DeepSeek and Qwen ship permissive text-and-code checkpoints under licenses like MIT or Apache 2.0, while M3 layers native image and video input onto a 1M-token window and uses the more restrictive MiniMax Community License that requires a separate agreement for commercial use. The differentiator is the multimodal bundle, not raw coding strength.
What hardware is the realistic floor for self-hosting M3?

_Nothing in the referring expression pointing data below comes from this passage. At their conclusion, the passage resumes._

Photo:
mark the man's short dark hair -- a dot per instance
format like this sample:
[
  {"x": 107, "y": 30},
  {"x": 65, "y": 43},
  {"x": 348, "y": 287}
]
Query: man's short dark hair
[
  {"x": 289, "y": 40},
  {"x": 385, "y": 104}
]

A BF16 checkpoint at roughly 427B parameters is about 854GB of weights before any KV cache, so a single 8-way H100 node at 640GB cannot hold it; you need around eleven 80GB GPUs or six H200s just to load the model, before budgeting for long-context memory. That gap is why the API, not the weights, is the practical entry point for most teams.
Where does the 1M context claim break for long agent runs?
Only 512K tokens are guaranteed, so requests in the 512K to 1M band can be refused or fall back, and the API roughly doubles pricing above that threshold. Multi-hour agent loops that accumulate tool output past 512K hit both the cost step and the truncation risk, which is why the floor, not the ceiling, sets the usable budget.
How does MiniMax Sparse Attention compare to other long-context attention work?
MSA sits in the same family as DeepSeek’s Multi-head Latent Attention and other 2026 sparse schemes that cut decode cost at long context, but the 15.6x decode and 9.7x prefill figures are vendor-reported and have not been measured against Multi-head Latent Attention on identical hardware. The direction is shared; the specific multiplier is not yet independent.
What would actually settle the GPT-5.5 comparison?
Confirmation needs either Scale AI publishing an official SWE-Bench Pro entry for M3 or a third party running the coding benchmark on independent infrastructure, because the current 59.0 to 58.6 margin is a single vendor run. Until one of those lands, the leaderboard line is a launch-week claim, not a verified result.